Myriad causes for marrying off girls at young age

A host of problems ranging from illiteracy to selling brides seem to be responsible for continuing instances of child marriages in Karnataka.

At a state-level consultation meeting held on Tuesday in the City, child protection officers, members of Child Welfare Committees and child rights activists from the districts outlined several causes for marrying off girls at an early age of 11 to 16.

The outcome of the consultation was a list of recommendations which will be sent to the United Nations Human Rights Council through the Indian Alliance for Child Rights. Recently, India backed out co-sponsoring a UN resolution on eliminating marriages of three kinds - child marriages, early marriages and forced marriages - despite recording a huge number of such instances.

Child rights activists working in the northern districts complained of the practice of selling young girls to families, mainly from Rajasthan. “Gujjar marriages” as they are known in the local parlance, involve impoverished parents “marrying off” their girls in exchange for Rs two lakh to families of the far-off state of Rajasthan.

The quantum of money depends on the “looks” of the girls. Marriages like these though attract laws related to human trafficking, the rate of prevention of such marriages is abysmally low.

School dropout rates significantly increase the chances of girls getting married early. Tajuddeen Khan, child protection officer in Ramanagara said when girls stay out of schools, parents automatically start thinking of getting them married.
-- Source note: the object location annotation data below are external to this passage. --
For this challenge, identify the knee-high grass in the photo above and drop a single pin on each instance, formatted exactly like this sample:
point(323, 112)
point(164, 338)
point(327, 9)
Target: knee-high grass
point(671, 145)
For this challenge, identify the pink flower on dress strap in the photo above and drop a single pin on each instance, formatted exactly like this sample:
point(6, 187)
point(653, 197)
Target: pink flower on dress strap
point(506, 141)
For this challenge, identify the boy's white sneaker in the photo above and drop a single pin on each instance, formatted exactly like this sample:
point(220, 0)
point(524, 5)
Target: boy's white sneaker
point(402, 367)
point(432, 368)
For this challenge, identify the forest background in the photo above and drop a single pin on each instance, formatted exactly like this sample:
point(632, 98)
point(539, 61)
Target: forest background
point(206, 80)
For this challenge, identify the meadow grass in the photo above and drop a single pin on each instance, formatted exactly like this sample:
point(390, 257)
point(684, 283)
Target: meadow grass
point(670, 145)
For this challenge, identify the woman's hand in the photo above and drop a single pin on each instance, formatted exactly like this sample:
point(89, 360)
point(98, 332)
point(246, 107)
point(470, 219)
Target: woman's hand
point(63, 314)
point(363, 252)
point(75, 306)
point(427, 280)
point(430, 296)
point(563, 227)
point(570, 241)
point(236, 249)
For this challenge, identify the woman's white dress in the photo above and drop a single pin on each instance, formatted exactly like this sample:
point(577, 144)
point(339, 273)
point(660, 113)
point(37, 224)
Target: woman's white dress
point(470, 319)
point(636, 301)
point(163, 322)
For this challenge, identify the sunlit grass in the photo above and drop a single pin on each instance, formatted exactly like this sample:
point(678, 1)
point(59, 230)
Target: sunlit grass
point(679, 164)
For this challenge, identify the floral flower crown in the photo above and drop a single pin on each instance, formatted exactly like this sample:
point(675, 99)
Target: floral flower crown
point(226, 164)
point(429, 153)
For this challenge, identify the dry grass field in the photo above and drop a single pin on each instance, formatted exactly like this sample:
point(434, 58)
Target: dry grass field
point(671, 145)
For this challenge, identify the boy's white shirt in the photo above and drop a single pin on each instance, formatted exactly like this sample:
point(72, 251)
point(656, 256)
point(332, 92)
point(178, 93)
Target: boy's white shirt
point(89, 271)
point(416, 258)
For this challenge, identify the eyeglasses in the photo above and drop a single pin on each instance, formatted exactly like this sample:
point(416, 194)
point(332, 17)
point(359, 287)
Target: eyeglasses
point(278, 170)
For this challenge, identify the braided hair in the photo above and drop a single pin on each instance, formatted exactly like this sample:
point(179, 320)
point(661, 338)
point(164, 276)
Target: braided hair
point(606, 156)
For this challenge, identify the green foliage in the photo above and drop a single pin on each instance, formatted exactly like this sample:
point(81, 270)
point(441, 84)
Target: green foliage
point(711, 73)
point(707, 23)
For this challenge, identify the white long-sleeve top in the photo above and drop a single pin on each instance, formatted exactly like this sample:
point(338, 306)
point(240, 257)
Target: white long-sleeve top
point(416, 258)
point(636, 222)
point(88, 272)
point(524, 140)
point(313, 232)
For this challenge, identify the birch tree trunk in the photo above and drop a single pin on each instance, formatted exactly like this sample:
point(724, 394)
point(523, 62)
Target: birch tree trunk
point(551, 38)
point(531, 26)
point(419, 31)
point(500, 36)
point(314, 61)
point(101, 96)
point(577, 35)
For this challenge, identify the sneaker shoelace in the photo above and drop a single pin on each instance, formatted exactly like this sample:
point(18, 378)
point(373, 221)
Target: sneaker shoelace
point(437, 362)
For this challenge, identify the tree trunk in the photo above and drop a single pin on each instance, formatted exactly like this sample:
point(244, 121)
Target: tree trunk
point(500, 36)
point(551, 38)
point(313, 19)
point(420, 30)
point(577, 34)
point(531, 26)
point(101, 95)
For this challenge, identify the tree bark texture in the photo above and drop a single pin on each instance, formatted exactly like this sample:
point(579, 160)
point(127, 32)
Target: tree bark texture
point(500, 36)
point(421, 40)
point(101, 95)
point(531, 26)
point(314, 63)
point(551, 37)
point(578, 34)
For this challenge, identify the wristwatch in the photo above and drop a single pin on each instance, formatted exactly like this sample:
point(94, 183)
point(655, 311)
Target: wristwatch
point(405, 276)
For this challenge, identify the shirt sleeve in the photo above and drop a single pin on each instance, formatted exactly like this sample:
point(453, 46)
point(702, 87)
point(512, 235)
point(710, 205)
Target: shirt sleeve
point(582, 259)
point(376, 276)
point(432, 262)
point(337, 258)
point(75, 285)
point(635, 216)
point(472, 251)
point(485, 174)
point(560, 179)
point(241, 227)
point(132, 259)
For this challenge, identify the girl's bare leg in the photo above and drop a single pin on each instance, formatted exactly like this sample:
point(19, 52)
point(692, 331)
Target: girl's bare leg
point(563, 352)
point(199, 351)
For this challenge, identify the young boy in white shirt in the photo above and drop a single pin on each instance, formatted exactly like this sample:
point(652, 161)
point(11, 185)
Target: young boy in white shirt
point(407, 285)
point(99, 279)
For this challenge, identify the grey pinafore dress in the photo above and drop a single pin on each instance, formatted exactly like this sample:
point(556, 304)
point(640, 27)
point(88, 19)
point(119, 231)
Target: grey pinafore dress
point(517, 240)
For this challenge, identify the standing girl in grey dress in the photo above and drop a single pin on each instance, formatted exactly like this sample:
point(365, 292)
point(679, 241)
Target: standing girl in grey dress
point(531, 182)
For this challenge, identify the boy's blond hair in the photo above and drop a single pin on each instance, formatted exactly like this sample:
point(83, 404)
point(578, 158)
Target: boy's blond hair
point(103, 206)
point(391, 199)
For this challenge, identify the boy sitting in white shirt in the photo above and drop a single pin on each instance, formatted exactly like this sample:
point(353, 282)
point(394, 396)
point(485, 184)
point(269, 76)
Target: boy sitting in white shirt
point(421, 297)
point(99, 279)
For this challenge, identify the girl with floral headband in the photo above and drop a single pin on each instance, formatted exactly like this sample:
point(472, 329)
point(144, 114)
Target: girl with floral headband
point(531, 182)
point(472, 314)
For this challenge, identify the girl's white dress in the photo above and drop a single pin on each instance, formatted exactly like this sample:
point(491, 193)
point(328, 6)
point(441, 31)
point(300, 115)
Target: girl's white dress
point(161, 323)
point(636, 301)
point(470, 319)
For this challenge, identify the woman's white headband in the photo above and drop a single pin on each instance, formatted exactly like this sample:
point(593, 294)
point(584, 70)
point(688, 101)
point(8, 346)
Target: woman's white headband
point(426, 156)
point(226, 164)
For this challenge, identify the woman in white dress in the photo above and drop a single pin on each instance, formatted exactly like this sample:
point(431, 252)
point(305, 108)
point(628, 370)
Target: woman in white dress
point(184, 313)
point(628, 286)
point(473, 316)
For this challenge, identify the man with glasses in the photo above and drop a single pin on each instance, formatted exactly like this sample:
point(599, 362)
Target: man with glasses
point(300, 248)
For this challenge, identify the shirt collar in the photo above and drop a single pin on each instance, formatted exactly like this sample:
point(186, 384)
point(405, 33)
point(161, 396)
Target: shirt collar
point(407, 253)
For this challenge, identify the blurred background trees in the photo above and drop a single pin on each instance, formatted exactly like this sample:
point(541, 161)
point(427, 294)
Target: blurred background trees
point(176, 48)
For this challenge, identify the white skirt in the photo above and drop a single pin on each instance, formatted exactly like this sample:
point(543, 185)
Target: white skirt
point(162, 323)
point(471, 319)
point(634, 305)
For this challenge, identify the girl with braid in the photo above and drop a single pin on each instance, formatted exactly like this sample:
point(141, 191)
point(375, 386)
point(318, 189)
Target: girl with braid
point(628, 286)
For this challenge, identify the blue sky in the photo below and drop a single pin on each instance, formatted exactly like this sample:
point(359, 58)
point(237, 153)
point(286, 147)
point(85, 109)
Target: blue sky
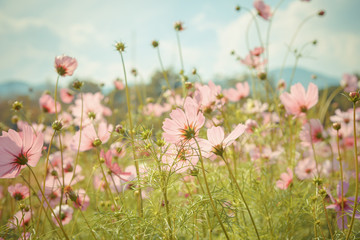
point(32, 33)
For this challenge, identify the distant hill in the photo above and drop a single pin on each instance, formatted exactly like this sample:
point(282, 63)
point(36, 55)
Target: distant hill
point(304, 77)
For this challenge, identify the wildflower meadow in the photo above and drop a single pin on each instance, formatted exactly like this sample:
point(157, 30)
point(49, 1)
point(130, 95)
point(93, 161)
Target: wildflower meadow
point(262, 158)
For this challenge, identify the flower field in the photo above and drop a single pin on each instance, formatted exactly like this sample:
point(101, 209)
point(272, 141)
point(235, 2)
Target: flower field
point(262, 159)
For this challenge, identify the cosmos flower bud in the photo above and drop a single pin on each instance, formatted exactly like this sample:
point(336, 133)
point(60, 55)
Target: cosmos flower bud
point(97, 142)
point(337, 126)
point(262, 76)
point(14, 119)
point(321, 13)
point(134, 72)
point(155, 43)
point(194, 71)
point(146, 134)
point(17, 106)
point(178, 26)
point(354, 97)
point(57, 125)
point(120, 46)
point(77, 84)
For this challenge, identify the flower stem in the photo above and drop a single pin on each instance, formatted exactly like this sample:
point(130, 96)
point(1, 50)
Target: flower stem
point(209, 193)
point(356, 174)
point(242, 196)
point(139, 199)
point(48, 204)
point(163, 69)
point(341, 178)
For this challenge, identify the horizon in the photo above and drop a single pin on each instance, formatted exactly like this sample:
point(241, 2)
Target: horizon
point(212, 30)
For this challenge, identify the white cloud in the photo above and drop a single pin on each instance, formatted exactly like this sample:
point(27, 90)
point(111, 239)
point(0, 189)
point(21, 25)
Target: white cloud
point(337, 51)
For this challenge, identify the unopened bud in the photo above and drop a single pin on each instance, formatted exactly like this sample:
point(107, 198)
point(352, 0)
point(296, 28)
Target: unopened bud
point(57, 125)
point(17, 105)
point(119, 129)
point(188, 85)
point(120, 46)
point(14, 119)
point(336, 126)
point(160, 142)
point(155, 43)
point(146, 134)
point(77, 84)
point(194, 71)
point(262, 76)
point(321, 13)
point(97, 142)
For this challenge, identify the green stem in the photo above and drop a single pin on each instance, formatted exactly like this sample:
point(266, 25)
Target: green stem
point(242, 196)
point(139, 199)
point(341, 178)
point(292, 42)
point(163, 69)
point(48, 204)
point(92, 232)
point(356, 174)
point(209, 193)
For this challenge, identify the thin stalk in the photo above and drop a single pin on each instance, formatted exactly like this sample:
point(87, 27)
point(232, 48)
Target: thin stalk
point(292, 42)
point(80, 133)
point(356, 174)
point(327, 219)
point(92, 233)
point(341, 178)
point(325, 107)
point(139, 199)
point(48, 204)
point(209, 193)
point(163, 69)
point(46, 167)
point(242, 196)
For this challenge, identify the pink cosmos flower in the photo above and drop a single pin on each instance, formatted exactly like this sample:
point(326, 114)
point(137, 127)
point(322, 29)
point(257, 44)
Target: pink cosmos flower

“Retaining these girls in schools is very essential. In most cases, when girls are married early, it is usually the classmates and friends who inform us. Once the girls start staying at home and lose contact with their classmates, we have no way of knowing their fate. If the Education Department really makes an effort to re-enrol the girls into school, these numbers might drop,” he says.

Migration also seems to be a factor. According to Khan, Ramanagar faces an influx of population from Chamarajnagar and surrounding areas. Parents usually go in search of labour and sometimes do not return for a fortnight.

“They feel it is better to marry off girls, some as young as 11, as they are scared for the safety of these girls, when they leave home in search of job,” Khan says. In the last eight months, around 40 cases of child marriage have been reported in this district.

The neighbouring district of Mandya reports one of the highest incidences of child marriages.

According to Venkatesh, a child rights activist working with the child helpline in Mandya, they receive complaints of around 40 child marriages in a month during the ‘wedding months,’ the period which lasts for eight to ten months a year. “Sometimes we get as many as five calls a day,” he disclosed.

Emphasising the need to create awareness, Venkatesh admitted that officials on the ground level are unwilling to interfere in many cases. “The pressure from the community is so strong that officials hesitate to interfere because they are scared of the backlash and intimidation,” Venkatesh said.

Nagasimha Rao, Convenor of Karnataka Child Rights Observatory (KCRO) said there should be follow up efforts at least for six months when a child marriage is stopped. “Otherwise, a girl will be married off a fortnight later and we will not know about it.” he said.